Sözde bakanın “Avrupa Birliği toprağıyız” özetli ikinci iddiası ise çok enteresan…
Kıbrıs’ın işgal bölgeleri elbette ki Avrupa Birliği toprağıdır, çünkü Kıbrıs Cumhuriyeti’nin işgal edilmiş bölgeleri olarak kabul edilmektedir Avrupa Birliği tarafından.
Anlaşılan o ki sözde bakan da bu iddiasıyla Kıbrıs’ın kuzeyinin Avrupa Birliği nezdindeki statüsünü kabul etmektedir.
Açıklamasının biraz önce değindiğim son kısmında ise bu işin peşini bırakmayacağını söylüyor.
Bu açıklamaların hemen ardından çelişkili bir şekilde Kıbrıs Cumhuriyeti’nden 250 bin aşı talep etti resmi yollardan.
Asıl olan şey, bu talebe olumlu karşılık verip vermemek “tamamıyla” bugün Kıbrıs Cumhuriyeti’ni hediye ettiğimiz Rumca konuşan Kıbrıslıların uhdesindedir.
Umarım “Rumun ilacını istemiyorum” diyenlerin, yani bu topraklara ait olmayanların sayısının da içinde bulunduğu bu 250 bin aşı talebi kabul edilmez ve aşıların Kıbrıs Cumhuriyeti’nin kontrolünde sadece Türkçe konuşan Kıbrıslılara uygulanabileceği bir şekilde formül bulunur.

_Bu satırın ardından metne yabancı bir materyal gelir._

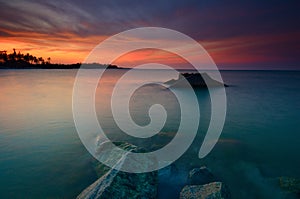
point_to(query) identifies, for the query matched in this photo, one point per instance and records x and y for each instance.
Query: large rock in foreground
(117, 184)
(214, 190)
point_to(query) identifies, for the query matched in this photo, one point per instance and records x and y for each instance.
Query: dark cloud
(202, 20)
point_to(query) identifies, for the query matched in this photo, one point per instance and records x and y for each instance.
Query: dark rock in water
(195, 80)
(201, 176)
(214, 190)
(118, 184)
(290, 185)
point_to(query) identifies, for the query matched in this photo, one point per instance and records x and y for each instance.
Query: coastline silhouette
(19, 60)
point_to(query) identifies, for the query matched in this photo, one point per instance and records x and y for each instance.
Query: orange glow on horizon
(70, 48)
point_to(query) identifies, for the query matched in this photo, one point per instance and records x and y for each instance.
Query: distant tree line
(19, 60)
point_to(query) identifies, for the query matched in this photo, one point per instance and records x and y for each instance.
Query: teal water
(41, 155)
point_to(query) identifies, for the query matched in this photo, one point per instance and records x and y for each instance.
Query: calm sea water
(41, 155)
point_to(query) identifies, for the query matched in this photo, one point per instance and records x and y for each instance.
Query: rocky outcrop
(196, 80)
(214, 190)
(201, 176)
(202, 184)
(290, 185)
(118, 184)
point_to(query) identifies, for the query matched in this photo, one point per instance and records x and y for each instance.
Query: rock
(118, 184)
(201, 176)
(195, 80)
(214, 190)
(289, 184)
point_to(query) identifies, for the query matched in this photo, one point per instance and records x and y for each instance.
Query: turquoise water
(41, 155)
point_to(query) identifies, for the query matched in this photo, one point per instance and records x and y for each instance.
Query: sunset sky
(237, 35)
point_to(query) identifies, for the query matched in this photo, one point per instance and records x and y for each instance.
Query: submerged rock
(118, 184)
(195, 80)
(200, 176)
(214, 190)
(289, 184)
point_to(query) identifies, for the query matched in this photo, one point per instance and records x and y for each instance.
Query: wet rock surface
(118, 184)
(214, 190)
(203, 184)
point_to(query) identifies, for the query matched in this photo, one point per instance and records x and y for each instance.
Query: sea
(42, 155)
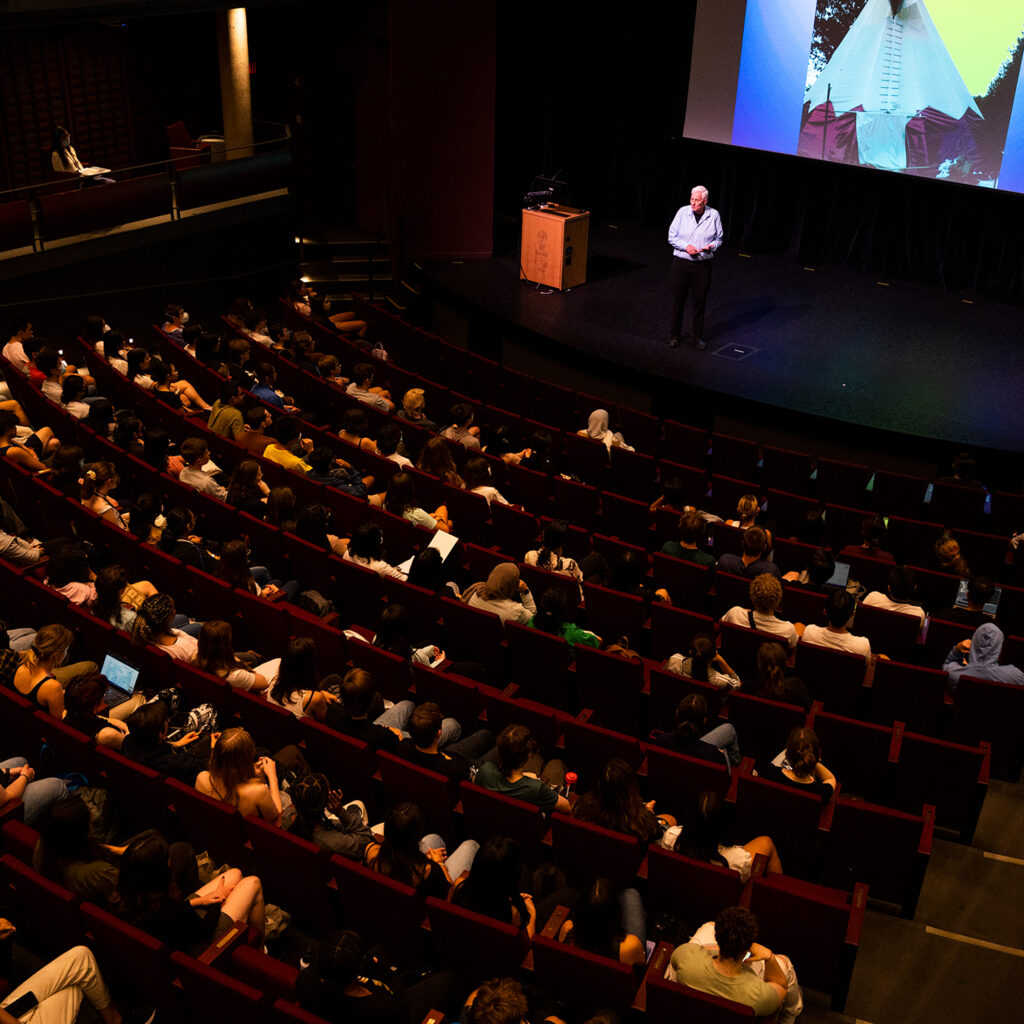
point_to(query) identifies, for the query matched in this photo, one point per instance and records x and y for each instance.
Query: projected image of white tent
(891, 95)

Yakın bir zamanda Türkiye’den de 500 bin aşı geleceğinin reklamı yapılmaya başlandı bile.
Hani şu her ay Türkiye’den gelen ama bir türlü kimsenin görmediği paralar gibi.
Bu durumda Türkiye’den gelen aşıların da illegal yerleşiklere uygulanmasıdır adil olan.
Aşılar arasındaki tek fark birinin Avrupa aşısı, birinin de Çin ya da Rusya aşısı olması.
Aslında üzerinde durmak istediğim şey 1974’ten beri bize “besleme” diyen Türkiye’nin Kıbrıslılara kansız soykırım yapmak adına gönderdiği insanları bizim doyurduğumuzdur.
Buraya Türkiye’den gelen ama görülmeyen paralar bu insanların ihtiyaçlarını karşılamak içindir.
Ve bu gönderilen veya gönderilmeyen tüm paralar Kıbrıslıların hanesine “borç” olarak yazılmaktadır Türkiye tarafından.
Hem de Türk Lirası gönderildiği halde döviz olarak!
Kazara yarın bir anlaşma olursa, önce Türkiye’nin nüfusunu ve askerini doyurmak için gelen bu paraları borç olarak ödeyecek Kıbrıslılar anlayacağınız.
Bugün bu paralar ve yardımlar Türkiye’nin içinde bulunduğu ekonomik durumdan dolayı bir türlü gelemediği için Türkiye’nin adadaki illegal nüfusuna da biz bakmak zorundayız artık kendi kaynaklarımızla ve Avrupalı olduğumuzdan dolayı sahip olduğumuz AB kaynakları ile.
Türkiye’nin su “satmak” için döşediği borunun tamiratını bile ödedik!
Burada kendinize de sormanız gereken bir soru ortaya çıkıyor aslında:
Çocuklarınızın ve kendi geleceğinizden çalıp, karınları tokken sizi linç etmek için kapınızda bekleyenleri doyururken vicdanınız rahat nasıl uyuyabiliyorsunuz?